O governador da Lunda-Norte informou aos estudantes sobre o crescimento da rede sanitária da província, tendo realçado a construção do hospital materno infantil, do laboratório, que constitui o primeiro centro provincial de diagnóstico, além do apetrechamento do hospital da nova centralidade do Dundo e a construção da escola de formação de técnicos de saúde.
Ernesto Muangala disse que, em função dos investimentos que o governo está a desenvolver no sector da Saúde, é imprescindível a formação de técnicos qualificados nas diferentes especialidades, de modo a prestarem, no futuro, um serviço mais personalizado e humanizado.
“O governo conta com todos os estudantes que estão a frequentar as universidades na área de saúde e de outros sectores, para que possam servir a província”, enfatizou.
A direcção provincial da Saúde na Lunda Norte controla cerca de 100 bolseiros que frequentam o ensino superior nas universidades de Luanda, Malanje, Moxico, Lunda Sul, Huíla, Bié, Cunene, assim como na Alemanha, Cuba, Brasil e Rússia. As autoridades da província prometem continuar com o programa de visitas aos bolseiros, quer os que se encontram no país quer os do estrangeiro.
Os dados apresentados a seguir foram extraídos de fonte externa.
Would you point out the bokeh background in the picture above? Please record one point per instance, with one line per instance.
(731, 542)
O director provincial da Saúde, Buagica Muambelo, esclareceu que as unidades sanitárias da província necessitam de quadros formados em medicina geral, técnicos superior de análises clínicas, fisioterapeutas, nutricionistas, hematologistas e outras especialidades. Essas necessidades, disse, serão preenchidas pelo grupo de estudantes que está a ser formado nas distintas universidades, sublinhando a necessidade de se fazer um acompanhamento de perto para se resolverem dificuldades que surgem no percurso da formação académica e profissional.
O governo provincial assegurara a formação de quadros a nível de licenciatura e na fase posterior vai enviar profissionais para a especialização, nos graus de mestrado e doutoramento. O director provincial da Saúde ­defendeu a necessidade de se prestar maior atenção à Escola de Formação de Técnicos de Saúde, que está a formar técnicos médios de enfermagem, laboratório e farmacêuticos, para as várias unidades sanitárias.
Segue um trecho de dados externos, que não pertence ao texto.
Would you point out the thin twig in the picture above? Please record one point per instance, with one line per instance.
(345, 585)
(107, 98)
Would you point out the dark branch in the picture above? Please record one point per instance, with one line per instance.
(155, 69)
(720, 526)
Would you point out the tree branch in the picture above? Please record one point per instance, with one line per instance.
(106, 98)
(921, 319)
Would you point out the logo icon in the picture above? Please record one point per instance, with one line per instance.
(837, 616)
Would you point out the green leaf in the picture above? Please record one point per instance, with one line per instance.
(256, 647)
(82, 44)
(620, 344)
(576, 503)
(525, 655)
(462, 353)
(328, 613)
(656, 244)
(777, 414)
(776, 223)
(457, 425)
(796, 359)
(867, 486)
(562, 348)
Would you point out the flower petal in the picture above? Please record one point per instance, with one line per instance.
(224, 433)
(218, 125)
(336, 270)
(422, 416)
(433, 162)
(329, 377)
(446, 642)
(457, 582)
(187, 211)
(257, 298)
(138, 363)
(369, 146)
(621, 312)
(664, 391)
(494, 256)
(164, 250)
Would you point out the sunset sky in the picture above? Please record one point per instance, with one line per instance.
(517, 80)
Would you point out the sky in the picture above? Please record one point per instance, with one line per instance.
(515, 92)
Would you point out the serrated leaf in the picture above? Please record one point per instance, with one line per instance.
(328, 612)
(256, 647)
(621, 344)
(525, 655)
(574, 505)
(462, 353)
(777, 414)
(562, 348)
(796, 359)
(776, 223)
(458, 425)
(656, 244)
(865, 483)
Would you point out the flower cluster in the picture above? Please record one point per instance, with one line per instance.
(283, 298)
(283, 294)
“E importante dinamizar a Escola de Formação de Técnicos de Saúde, com o aumento de mais cursos para fazer face à demanda a nível do sector, sobretudo para fortalecer a rede sanitária de periferia”, disse.
 
Rede sanitária da periferia

Buagica Muambelo disse que pretende-se investir no fortalecimento da rede sanitária da periferia para permitir o desafogamento dos hospitais, tendo, para tal, defendido um  maior investimento em matéria de diagnóstico, para garantir a sua eficiência.
“Os postos e centros de saúde da província devem ser dotados de meios de diagnóstico e de técnicos especializados, para prestar melhores serviços à população”, salientou.
O responsável é de opinião que os hospitais devem estar apenas preparados para situações que requerem intervenções graves, por possuirem equipamentos altamente sofisticados de diagnóstico com especialidade médica e cirúrgica distinta para diferenciação dos níveis de atenção.
A oferta de serviços de saúde em relação aos postos e centros de saúde deve ser superior, tendo em conta que é na periferia onde reside a maioria da população, afirmou.